A lo que vamos, manchegos, murcianos, andaluces y extremeños (al sur del Ebro y, si me apuran, del Duero) son, para los catalanistas, pestilente escoria, una mezcolanza de morralla subhumana, un precipitado de células regidas por las pulsiones biológicas más elementales: ingesta de alimentos, funciones excretoras y reproductivas. Tubos con dos orificios, uno de entrada y otro de salida. Ajenos a toda elevación espiritual. Gentuza que chapotea en el fango, en balsas de purines, con la piel salpicada de escrófulas e impurezas, golondrinos bajo el sobaco, reñidos con una higiene tolerable, víctimas del atraso secular y de la hambruna, prontos al estupro, incluso en el seno familiar o por medio de bestialistas incursiones en el establo. Esta amable panorámica de la variada casuística antropológica de España procede de los tiempos de la “Renaixença” (finales del XIX), promovida por autores como Pompeyo Gener, Martí Juliá o el doctor Robert. Todos ellos con calles y plazas dedicadas en Barcelona. Esa pulsión racista pervive hoy y, precisamente, es Puigdemont uno de sus más destacados exponentes.

España es un país camino de la disfuncionalidad y del colapso a resultas de su disparatado modelo territorial y de la supina estupidez de sus dirigentes (y en buena medida de su paisanaje). Y hace cuanto puede para quebrar la unidad de mercado y la libre circulación de personas y bienes mediante la proliferación de regulaciones y trabas, convirtiéndose en un laberinto demencial de aranceles internos, de colisiones y superposiciones administrativas en detrimento del normal desarrollo de la actividad económica. La utilización ventajista y malintencionada de las lenguas cooficiales aportan, ítem más, su granito de arena al despiporre cantonalista. Pero nada de esto es nuevo. El catalanismo político nació, la ley del eterno retorno, bajo el signo del proteccionismo. La burguesía catalana, a través de la herramienta que creó al efecto, la “Lliga Regionalista”, no pretendía otra cosa que gravar la importación de manufacturas extranjeras para asegurarse el cautivo mercado español.
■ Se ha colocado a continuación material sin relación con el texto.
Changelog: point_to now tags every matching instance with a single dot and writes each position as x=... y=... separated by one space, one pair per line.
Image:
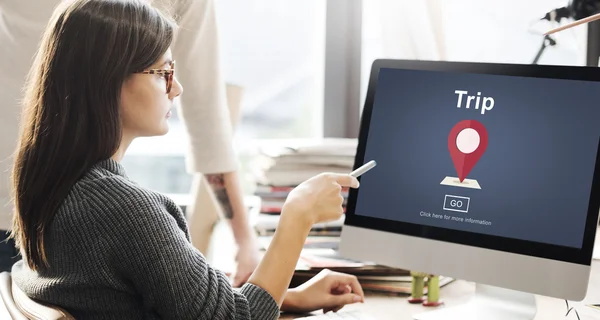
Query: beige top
x=203 y=106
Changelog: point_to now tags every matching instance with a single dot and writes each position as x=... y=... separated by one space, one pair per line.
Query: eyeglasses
x=167 y=73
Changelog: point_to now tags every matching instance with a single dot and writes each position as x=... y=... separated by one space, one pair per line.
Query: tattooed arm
x=228 y=192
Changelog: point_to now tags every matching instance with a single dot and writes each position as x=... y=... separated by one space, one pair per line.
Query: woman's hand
x=319 y=199
x=327 y=290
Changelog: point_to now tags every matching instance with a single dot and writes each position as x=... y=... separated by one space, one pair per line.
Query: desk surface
x=455 y=293
x=458 y=292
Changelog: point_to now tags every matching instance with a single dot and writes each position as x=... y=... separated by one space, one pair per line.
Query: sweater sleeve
x=149 y=248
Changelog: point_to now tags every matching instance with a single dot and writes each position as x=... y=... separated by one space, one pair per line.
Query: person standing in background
x=203 y=110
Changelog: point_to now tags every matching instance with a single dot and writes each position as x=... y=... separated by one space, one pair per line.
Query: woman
x=97 y=244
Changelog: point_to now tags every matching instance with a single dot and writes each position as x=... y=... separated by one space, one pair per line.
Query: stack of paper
x=281 y=165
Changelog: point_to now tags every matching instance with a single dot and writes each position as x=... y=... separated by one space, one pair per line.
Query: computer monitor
x=485 y=172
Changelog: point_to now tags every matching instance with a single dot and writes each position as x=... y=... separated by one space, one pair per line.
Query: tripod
x=548 y=41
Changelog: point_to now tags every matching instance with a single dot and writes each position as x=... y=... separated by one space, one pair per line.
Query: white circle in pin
x=467 y=140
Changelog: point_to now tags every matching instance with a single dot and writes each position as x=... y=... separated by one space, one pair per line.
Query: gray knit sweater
x=119 y=251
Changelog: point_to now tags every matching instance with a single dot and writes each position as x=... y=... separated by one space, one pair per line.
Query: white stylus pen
x=364 y=168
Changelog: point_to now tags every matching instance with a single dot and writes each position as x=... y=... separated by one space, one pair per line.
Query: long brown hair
x=71 y=118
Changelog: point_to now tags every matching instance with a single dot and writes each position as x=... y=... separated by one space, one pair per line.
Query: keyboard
x=341 y=315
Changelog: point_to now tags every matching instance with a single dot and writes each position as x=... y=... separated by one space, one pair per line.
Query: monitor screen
x=499 y=155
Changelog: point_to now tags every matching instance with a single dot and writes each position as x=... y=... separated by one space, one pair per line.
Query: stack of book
x=281 y=165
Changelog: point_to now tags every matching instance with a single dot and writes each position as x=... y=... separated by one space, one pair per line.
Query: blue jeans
x=8 y=252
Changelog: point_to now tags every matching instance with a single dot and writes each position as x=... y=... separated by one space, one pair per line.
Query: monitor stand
x=490 y=303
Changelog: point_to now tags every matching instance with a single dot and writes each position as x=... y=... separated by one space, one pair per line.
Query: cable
x=569 y=309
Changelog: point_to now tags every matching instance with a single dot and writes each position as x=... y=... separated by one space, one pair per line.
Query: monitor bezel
x=581 y=256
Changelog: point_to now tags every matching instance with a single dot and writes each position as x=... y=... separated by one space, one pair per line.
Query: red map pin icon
x=467 y=143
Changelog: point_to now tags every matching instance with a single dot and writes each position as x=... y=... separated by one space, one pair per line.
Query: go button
x=456 y=203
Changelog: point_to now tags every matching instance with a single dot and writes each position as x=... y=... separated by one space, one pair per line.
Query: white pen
x=364 y=168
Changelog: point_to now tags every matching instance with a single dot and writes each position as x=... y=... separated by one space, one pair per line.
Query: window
x=464 y=30
x=274 y=50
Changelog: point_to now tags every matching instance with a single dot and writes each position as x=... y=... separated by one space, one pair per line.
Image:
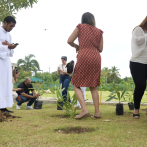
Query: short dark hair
x=10 y=19
x=88 y=18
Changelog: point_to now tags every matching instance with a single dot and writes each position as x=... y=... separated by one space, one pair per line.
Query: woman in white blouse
x=138 y=63
x=64 y=77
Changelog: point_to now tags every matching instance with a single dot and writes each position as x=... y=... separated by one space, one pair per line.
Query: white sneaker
x=17 y=107
x=29 y=107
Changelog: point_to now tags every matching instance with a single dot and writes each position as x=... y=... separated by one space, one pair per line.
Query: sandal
x=137 y=116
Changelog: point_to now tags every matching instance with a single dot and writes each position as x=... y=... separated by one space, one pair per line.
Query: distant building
x=13 y=65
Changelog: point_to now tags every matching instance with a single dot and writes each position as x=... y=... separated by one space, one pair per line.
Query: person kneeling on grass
x=24 y=95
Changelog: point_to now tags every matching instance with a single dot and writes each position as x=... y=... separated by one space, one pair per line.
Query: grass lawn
x=36 y=129
x=104 y=95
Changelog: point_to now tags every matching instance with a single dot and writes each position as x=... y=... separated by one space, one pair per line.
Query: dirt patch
x=76 y=130
x=143 y=109
x=5 y=116
x=61 y=116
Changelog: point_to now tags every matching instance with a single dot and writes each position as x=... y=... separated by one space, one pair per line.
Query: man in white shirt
x=6 y=51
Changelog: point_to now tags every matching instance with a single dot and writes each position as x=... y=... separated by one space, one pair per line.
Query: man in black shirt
x=24 y=96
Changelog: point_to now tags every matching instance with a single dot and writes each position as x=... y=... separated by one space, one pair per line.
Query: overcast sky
x=116 y=18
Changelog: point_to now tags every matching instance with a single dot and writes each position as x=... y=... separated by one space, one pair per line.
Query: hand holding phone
x=16 y=44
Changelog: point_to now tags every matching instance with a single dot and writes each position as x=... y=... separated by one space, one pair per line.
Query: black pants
x=139 y=74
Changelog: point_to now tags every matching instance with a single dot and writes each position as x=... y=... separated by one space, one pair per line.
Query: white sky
x=116 y=18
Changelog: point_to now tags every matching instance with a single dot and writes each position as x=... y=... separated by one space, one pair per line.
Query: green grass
x=104 y=96
x=36 y=128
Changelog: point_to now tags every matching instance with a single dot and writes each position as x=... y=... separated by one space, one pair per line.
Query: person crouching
x=24 y=95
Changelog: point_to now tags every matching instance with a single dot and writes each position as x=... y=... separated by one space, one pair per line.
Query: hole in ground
x=5 y=115
x=77 y=130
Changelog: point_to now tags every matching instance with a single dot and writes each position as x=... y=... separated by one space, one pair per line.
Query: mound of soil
x=62 y=116
x=77 y=130
x=5 y=116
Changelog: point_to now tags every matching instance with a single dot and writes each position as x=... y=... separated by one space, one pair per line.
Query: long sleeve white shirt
x=4 y=51
x=139 y=46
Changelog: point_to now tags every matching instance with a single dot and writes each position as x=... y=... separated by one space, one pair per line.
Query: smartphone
x=16 y=44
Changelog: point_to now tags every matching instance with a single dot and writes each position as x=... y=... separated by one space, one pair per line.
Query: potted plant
x=39 y=87
x=129 y=95
x=67 y=106
x=117 y=93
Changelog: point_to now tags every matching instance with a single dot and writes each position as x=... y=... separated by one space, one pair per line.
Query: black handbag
x=70 y=67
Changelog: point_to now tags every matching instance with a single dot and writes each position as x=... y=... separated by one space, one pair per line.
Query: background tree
x=55 y=76
x=114 y=73
x=106 y=73
x=46 y=77
x=28 y=63
x=10 y=7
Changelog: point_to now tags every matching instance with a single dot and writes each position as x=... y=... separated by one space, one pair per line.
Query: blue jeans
x=24 y=99
x=65 y=80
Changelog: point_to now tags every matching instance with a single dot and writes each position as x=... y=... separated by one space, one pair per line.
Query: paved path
x=50 y=100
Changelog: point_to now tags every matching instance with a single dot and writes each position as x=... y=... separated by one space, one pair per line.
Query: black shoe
x=6 y=110
x=136 y=116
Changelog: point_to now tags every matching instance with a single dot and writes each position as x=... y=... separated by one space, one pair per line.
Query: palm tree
x=114 y=73
x=28 y=63
x=106 y=72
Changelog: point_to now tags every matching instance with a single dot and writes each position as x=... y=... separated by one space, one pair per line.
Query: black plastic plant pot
x=131 y=106
x=119 y=109
x=61 y=104
x=38 y=104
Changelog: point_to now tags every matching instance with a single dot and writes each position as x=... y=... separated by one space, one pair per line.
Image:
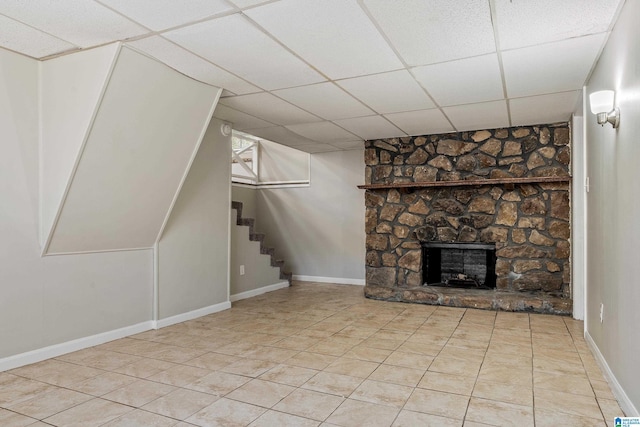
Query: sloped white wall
x=145 y=133
x=613 y=209
x=47 y=301
x=193 y=252
x=70 y=90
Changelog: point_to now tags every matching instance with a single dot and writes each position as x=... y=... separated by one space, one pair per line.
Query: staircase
x=259 y=237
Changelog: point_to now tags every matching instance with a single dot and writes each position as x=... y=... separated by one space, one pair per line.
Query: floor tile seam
x=81 y=403
x=35 y=420
x=563 y=411
x=51 y=415
x=91 y=396
x=475 y=383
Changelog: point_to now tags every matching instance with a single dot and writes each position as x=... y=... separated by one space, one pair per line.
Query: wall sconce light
x=602 y=107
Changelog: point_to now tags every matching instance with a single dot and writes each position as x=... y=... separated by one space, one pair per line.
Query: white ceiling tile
x=237 y=46
x=24 y=39
x=421 y=122
x=520 y=22
x=192 y=65
x=317 y=148
x=162 y=14
x=543 y=109
x=485 y=115
x=325 y=100
x=553 y=67
x=270 y=108
x=349 y=145
x=240 y=120
x=282 y=135
x=248 y=3
x=465 y=81
x=371 y=127
x=322 y=132
x=81 y=22
x=427 y=32
x=335 y=36
x=388 y=92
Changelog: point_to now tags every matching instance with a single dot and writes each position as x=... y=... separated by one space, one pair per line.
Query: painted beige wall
x=613 y=209
x=319 y=230
x=279 y=163
x=140 y=144
x=193 y=253
x=248 y=198
x=46 y=301
x=257 y=267
x=70 y=89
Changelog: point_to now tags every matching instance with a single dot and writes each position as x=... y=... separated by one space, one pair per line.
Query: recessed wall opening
x=460 y=265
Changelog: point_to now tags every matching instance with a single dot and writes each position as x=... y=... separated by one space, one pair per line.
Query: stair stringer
x=244 y=228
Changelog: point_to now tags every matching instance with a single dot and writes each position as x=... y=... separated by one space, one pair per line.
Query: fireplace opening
x=460 y=265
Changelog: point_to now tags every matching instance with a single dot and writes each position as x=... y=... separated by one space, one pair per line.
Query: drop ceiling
x=323 y=75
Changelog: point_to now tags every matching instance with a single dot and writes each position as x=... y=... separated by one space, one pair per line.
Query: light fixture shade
x=601 y=101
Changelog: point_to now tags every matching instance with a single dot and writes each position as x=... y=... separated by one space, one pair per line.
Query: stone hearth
x=418 y=193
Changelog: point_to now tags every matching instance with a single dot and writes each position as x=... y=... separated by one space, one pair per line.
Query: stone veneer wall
x=529 y=223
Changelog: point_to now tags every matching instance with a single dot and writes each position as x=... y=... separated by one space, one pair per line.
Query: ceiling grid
x=322 y=75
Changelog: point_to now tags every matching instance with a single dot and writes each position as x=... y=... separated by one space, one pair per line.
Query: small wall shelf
x=468 y=182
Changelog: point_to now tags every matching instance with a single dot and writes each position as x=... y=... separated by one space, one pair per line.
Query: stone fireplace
x=471 y=219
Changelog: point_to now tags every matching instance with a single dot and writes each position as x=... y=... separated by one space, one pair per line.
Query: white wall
x=46 y=301
x=319 y=230
x=193 y=253
x=248 y=197
x=613 y=209
x=70 y=91
x=140 y=144
x=577 y=215
x=279 y=163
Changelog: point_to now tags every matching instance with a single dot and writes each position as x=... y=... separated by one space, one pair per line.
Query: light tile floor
x=323 y=355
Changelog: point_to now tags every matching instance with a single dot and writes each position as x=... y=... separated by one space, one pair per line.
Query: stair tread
x=259 y=237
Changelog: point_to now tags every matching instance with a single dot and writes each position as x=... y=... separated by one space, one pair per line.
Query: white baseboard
x=190 y=315
x=71 y=346
x=335 y=280
x=259 y=291
x=625 y=403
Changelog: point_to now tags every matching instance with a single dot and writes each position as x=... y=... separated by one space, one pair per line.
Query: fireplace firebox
x=460 y=265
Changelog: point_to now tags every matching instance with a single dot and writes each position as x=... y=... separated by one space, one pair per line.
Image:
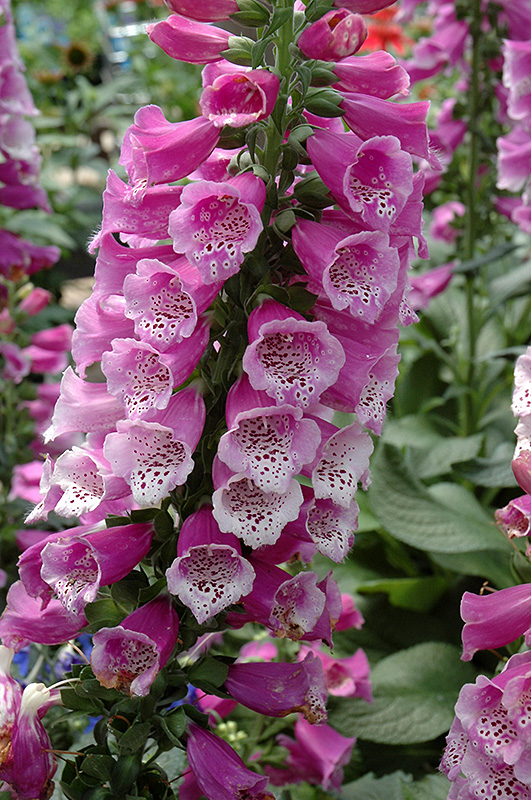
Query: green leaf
x=415 y=691
x=417 y=594
x=134 y=739
x=411 y=514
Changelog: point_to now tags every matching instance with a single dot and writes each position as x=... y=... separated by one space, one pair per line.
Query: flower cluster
x=237 y=317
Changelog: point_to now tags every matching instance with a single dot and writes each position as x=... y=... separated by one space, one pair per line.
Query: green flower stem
x=468 y=410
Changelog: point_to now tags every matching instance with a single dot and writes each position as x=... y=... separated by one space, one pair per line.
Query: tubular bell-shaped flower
x=289 y=358
x=284 y=688
x=267 y=443
x=129 y=656
x=337 y=34
x=217 y=223
x=209 y=572
x=156 y=456
x=237 y=96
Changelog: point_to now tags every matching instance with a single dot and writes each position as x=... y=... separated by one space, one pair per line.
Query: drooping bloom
x=284 y=688
x=157 y=151
x=155 y=456
x=209 y=572
x=488 y=752
x=495 y=619
x=289 y=358
x=237 y=96
x=129 y=656
x=30 y=764
x=317 y=755
x=190 y=41
x=337 y=34
x=219 y=771
x=217 y=223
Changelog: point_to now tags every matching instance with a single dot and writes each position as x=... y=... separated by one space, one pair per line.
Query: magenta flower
x=254 y=515
x=157 y=151
x=289 y=358
x=219 y=771
x=209 y=572
x=495 y=619
x=267 y=443
x=284 y=688
x=30 y=764
x=331 y=527
x=130 y=656
x=83 y=407
x=516 y=70
x=370 y=116
x=75 y=563
x=337 y=34
x=186 y=40
x=371 y=179
x=237 y=96
x=10 y=696
x=217 y=223
x=208 y=11
x=317 y=756
x=156 y=456
x=358 y=272
x=164 y=302
x=24 y=621
x=376 y=74
x=143 y=379
x=134 y=210
x=488 y=749
x=515 y=518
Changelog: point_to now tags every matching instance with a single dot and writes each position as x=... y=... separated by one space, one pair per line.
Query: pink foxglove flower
x=289 y=358
x=344 y=677
x=284 y=688
x=236 y=96
x=337 y=34
x=268 y=443
x=156 y=456
x=370 y=116
x=217 y=223
x=209 y=572
x=317 y=756
x=495 y=619
x=331 y=527
x=83 y=407
x=488 y=752
x=358 y=272
x=10 y=696
x=164 y=301
x=515 y=518
x=516 y=70
x=143 y=378
x=137 y=209
x=244 y=509
x=208 y=11
x=371 y=180
x=376 y=74
x=157 y=151
x=186 y=40
x=31 y=765
x=24 y=621
x=219 y=770
x=129 y=656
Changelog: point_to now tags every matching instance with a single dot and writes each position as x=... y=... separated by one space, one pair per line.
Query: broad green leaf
x=411 y=514
x=415 y=691
x=417 y=594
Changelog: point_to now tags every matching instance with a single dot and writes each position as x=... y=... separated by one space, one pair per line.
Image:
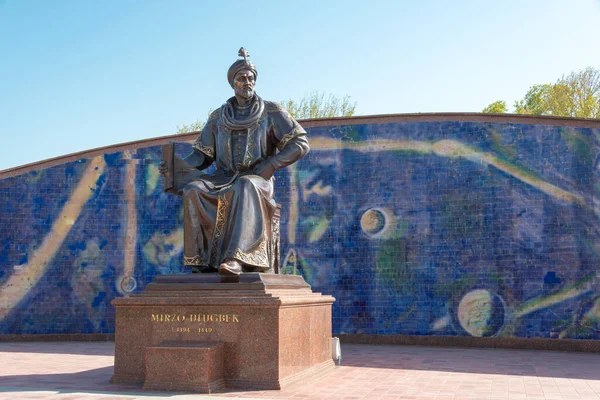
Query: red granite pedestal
x=204 y=333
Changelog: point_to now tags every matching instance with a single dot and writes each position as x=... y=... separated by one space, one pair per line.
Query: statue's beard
x=245 y=92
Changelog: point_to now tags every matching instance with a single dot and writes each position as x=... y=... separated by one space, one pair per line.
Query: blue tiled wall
x=420 y=228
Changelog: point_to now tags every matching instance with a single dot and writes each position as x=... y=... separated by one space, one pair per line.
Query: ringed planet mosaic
x=447 y=227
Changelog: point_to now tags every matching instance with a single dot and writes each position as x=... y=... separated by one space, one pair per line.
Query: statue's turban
x=240 y=65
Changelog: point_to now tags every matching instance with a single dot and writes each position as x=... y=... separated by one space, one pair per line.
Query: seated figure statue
x=227 y=213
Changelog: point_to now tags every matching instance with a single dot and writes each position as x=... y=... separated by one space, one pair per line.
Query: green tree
x=574 y=95
x=497 y=107
x=320 y=105
x=193 y=127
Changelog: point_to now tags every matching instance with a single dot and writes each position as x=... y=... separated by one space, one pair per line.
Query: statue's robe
x=227 y=214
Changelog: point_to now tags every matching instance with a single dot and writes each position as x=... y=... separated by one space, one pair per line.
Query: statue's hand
x=162 y=167
x=265 y=170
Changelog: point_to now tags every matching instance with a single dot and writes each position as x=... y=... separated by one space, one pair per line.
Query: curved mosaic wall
x=420 y=225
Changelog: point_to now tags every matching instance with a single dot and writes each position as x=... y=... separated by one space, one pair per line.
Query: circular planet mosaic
x=481 y=313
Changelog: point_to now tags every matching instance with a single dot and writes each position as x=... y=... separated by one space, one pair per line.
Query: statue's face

Se trataba de adquirir materia prima a bajo coste, elaborarla en la industria local (las “fabriquetas”) y vender sus productos al resto del país, librándose de la competencia foránea mediante los aranceles impuestos, gracias a sus exigencias, por el gobierno de la nación. La “Lliga” de Prat de la Riba, un supremacista del carajo de la vela, y después de Cambó, hizo entonces las funciones de “lobby” regional.

No obstante, si lo que pretenden los agricultores extremeños de ASAJA es arrimarse a la sombra del poder, bien harían en incluir en su gira a Arnaldo Otegui, pues Bildu (es decir, Herri Batasuna, el brazo político de ETA) también manda lo suyo en la hora presente. Porque no tiene caso arrodillarse ante un golpista que desprecia a los extremeños y no hacer lo propio ante un terrorista con atentados a sus espaldas, bien que travestido, según Zapatero, en “hombre de paz”. En este caso, las credenciales de Bildu no son nada desdeñables. ETA, huroneo en internet para dar con la cifra exacta, asesinó a la friolera de 55 personas nacidas en Extremadura, no pocas de ellas agentes de la Benemérita, despedazados a bombazos en las provincias Vascongadas y Navarra. De modo que, mientras los embajadores de ASAJA-Extremadura deciden si, tras sacar lustre al calzado de Puigdemont a lengüetazos, se disculpan por tamaña felonía, o la duplican, ya metidos en harina, inclinando la cerviz ante Otegui, es posible que me dé por mirar con atención las etiquetas de los artículos de la compra diaria en el supermercado, pues uno es muy libre de aplicar sus propios “aranceles”. Qué contrariedad, y con las ganas que tenía de visitar Cáceres, Trujillo, Hervás y el valle del Jerte. Pues nada, que antes me hago el camino lebaniego, que tampoco es cosa de broma.